Telnet is a text-based system that allows administrators to connect to machines through the network (or the Internet) — a legacy protocol allowing a machine to be remote controlled. In its early days, it was successful because it didn't require a lot of resources to run, making it ideal for resource-constrained computers. But as computers have advanced, the flaws in Telnet are glaring.
As many security professionals know, Telnet is now a blue team's nightmare and a red team's dream. One of the biggest downsides of Telnet is that the entire session between the endpoints is usually in clear text. This means anyone who cares to listen over the wire can see exactly what is happening, from commands sent to credentials used to log in. There is also little to no authentication to prove the integrity of the packets sent, allowing man in the middle attacks. Telnet has be almost entirely replaced with a much more secure protocol, SSH.
Needless to say, I was shocked to find that every device I have tested so far has some instance of Telnet running on it, the most horrifying of which required no password to log in, which also gave a root shell upon connection. With these privileges, I was able to access the entire operating system at my leisure.

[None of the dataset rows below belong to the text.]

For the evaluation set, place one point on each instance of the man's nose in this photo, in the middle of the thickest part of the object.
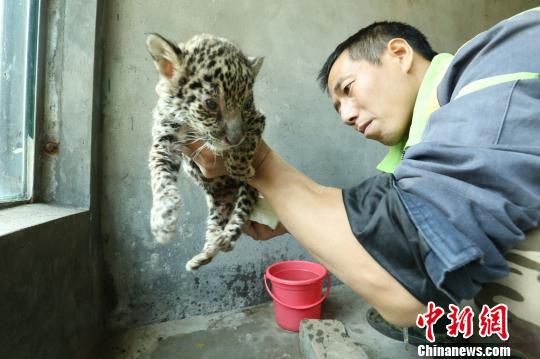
(348, 114)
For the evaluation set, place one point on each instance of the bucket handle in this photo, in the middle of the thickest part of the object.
(300, 307)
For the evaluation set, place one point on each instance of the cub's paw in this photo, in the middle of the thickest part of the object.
(164, 220)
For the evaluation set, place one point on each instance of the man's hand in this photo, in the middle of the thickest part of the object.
(261, 232)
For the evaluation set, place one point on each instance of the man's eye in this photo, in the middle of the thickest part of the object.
(211, 104)
(347, 89)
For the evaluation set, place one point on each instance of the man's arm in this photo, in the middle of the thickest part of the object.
(315, 216)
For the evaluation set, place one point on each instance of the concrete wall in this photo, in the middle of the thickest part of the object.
(150, 283)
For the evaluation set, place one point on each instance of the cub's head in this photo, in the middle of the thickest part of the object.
(208, 83)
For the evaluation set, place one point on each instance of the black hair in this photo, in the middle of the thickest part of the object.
(369, 43)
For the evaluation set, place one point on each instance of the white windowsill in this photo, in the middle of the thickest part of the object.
(18, 218)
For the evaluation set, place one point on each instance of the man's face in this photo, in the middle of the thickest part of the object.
(377, 100)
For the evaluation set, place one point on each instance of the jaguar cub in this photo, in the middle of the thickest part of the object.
(205, 93)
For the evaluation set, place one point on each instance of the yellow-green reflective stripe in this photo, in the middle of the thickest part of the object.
(495, 80)
(426, 100)
(392, 158)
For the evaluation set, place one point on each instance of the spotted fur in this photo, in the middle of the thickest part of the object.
(205, 93)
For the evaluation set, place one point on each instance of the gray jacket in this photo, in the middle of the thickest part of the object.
(472, 185)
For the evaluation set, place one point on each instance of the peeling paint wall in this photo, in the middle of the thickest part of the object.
(148, 281)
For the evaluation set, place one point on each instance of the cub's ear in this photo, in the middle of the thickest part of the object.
(256, 64)
(168, 58)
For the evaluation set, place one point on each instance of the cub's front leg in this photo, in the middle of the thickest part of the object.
(239, 160)
(164, 165)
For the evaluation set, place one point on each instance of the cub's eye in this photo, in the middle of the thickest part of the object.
(211, 104)
(248, 104)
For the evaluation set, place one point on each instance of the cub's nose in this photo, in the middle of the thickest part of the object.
(233, 138)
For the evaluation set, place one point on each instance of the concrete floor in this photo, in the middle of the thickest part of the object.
(249, 333)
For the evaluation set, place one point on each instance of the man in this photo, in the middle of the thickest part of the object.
(460, 185)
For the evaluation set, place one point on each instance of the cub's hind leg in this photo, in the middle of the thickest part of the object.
(219, 210)
(245, 202)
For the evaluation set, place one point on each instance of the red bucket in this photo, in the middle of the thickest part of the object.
(296, 291)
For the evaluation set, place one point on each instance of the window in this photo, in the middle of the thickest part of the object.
(18, 74)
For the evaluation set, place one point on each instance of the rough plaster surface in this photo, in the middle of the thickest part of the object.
(148, 282)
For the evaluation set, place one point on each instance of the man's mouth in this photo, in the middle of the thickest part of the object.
(363, 126)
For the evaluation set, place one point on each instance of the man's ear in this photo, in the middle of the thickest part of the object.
(256, 64)
(168, 58)
(400, 50)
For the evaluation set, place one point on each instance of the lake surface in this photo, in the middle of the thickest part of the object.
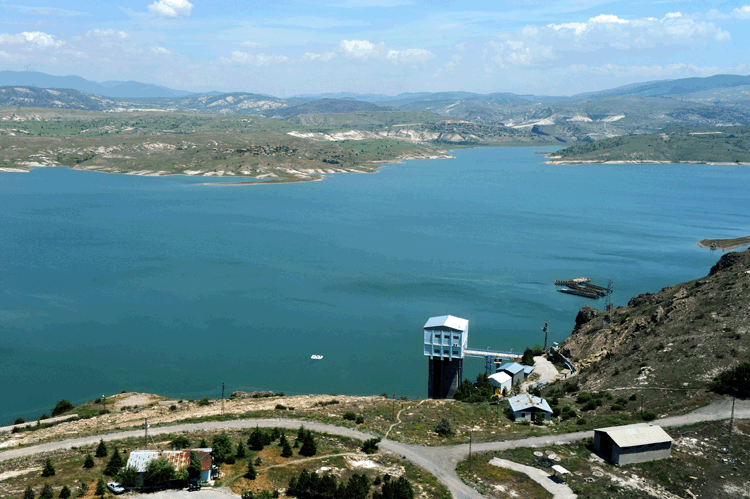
(115, 282)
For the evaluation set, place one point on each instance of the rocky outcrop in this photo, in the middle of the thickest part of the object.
(252, 394)
(585, 315)
(726, 261)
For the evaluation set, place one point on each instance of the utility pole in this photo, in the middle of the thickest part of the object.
(731, 424)
(470, 451)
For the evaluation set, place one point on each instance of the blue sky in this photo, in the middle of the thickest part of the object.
(289, 47)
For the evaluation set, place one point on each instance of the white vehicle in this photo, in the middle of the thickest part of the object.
(115, 488)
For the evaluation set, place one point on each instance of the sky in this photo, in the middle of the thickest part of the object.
(293, 47)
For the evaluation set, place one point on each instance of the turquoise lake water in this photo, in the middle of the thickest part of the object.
(115, 282)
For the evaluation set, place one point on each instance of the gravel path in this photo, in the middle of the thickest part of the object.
(439, 461)
(559, 490)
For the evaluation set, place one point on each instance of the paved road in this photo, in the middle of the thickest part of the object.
(439, 461)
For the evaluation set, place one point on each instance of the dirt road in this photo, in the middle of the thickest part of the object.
(439, 461)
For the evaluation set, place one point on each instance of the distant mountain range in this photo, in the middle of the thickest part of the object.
(136, 90)
(116, 89)
(721, 100)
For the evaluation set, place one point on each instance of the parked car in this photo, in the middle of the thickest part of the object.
(115, 488)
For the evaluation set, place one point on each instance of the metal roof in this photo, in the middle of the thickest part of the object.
(500, 377)
(139, 459)
(526, 401)
(449, 321)
(637, 434)
(205, 457)
(511, 367)
(179, 458)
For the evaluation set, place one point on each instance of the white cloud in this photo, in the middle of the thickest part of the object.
(360, 49)
(239, 57)
(409, 55)
(361, 4)
(742, 12)
(32, 39)
(107, 33)
(171, 8)
(655, 70)
(324, 57)
(537, 44)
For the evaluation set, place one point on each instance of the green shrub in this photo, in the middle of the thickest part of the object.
(180, 442)
(49, 469)
(583, 397)
(648, 416)
(101, 449)
(443, 428)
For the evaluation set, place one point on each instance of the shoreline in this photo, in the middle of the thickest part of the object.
(554, 161)
(724, 244)
(316, 177)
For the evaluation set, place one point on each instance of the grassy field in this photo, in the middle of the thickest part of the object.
(699, 464)
(337, 455)
(728, 145)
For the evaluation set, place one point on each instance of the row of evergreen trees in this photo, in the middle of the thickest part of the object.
(309, 485)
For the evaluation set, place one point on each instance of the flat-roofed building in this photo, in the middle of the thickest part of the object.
(630, 444)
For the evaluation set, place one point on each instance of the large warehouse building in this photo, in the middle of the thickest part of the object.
(630, 444)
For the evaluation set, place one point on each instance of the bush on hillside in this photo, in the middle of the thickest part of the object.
(735, 381)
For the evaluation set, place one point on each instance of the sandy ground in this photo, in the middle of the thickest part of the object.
(206, 493)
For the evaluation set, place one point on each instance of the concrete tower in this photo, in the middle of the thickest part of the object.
(445, 339)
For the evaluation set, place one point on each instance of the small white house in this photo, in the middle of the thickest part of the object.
(514, 370)
(525, 406)
(501, 381)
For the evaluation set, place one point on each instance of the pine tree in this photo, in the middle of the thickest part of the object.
(309, 447)
(100, 488)
(101, 450)
(251, 473)
(49, 469)
(115, 463)
(286, 451)
(46, 492)
(256, 441)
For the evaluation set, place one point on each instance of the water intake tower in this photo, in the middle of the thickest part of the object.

File Transfer Protocol (FTP)
FTP ranks somewhere close to Telnet on my personal top five list of insecure protocols. FTP is another legacy protocol designed to tax a system's resources as little as possible when transferring files between computers. One of the ways it keeps its overheard low is by sending all transmissions through clear text. This means any data, whether critical or not, is easily read through the network. Once again, you see a lack of checks for integrity in the packets as well, allowing man in the middle attacks.
I have frequently found FTP on medical devices, usually as a method of transferring critical patient safety information, such as drug libraries, to medical devices that dispense drugs. These drug libraries generally contain information like the minimum and maximum recommended doses for different medications, and were implemented to help curb user error when entering in medication information for the patients. Now, if an attacker were to get in the middle of this transaction, or find a way to replicate it, they could alter the drug libraries to unsafe dose limits, which introduces a serious potential for harm.
Old/Multiple Operating Systems
The last crazy item I will mention in this post is how many old operating systems I've found. I had heard that medical devices weren't being patched, but working on some of these systems really validated it for me.
There have been instances of operating systems dating back to the early 2000s. With the leaps and bounds technology has made from then to now, there are so many unpatched bugs that have been found in the equivalent standard desktop operating systems. Sometimes even multiple parts of various operating systems can be found in a single medical device. With so many different operating systems, it would be hard to keep track of what is and isn't vulnerable in each.
While this post points to many of the shortcomings in medical device security, I do want to highlight that we haven't seen many instances of cyber-physical attacks in the wild, though people are becoming increasingly aware of the looming threat. This gap gives the medical device community a unique opportunity to stay ahead of nefarious black hat hackers. Through collaboration with the information security community, manufacturers can produce high-quality devices that allow us all to get healthy faster, and with less worry."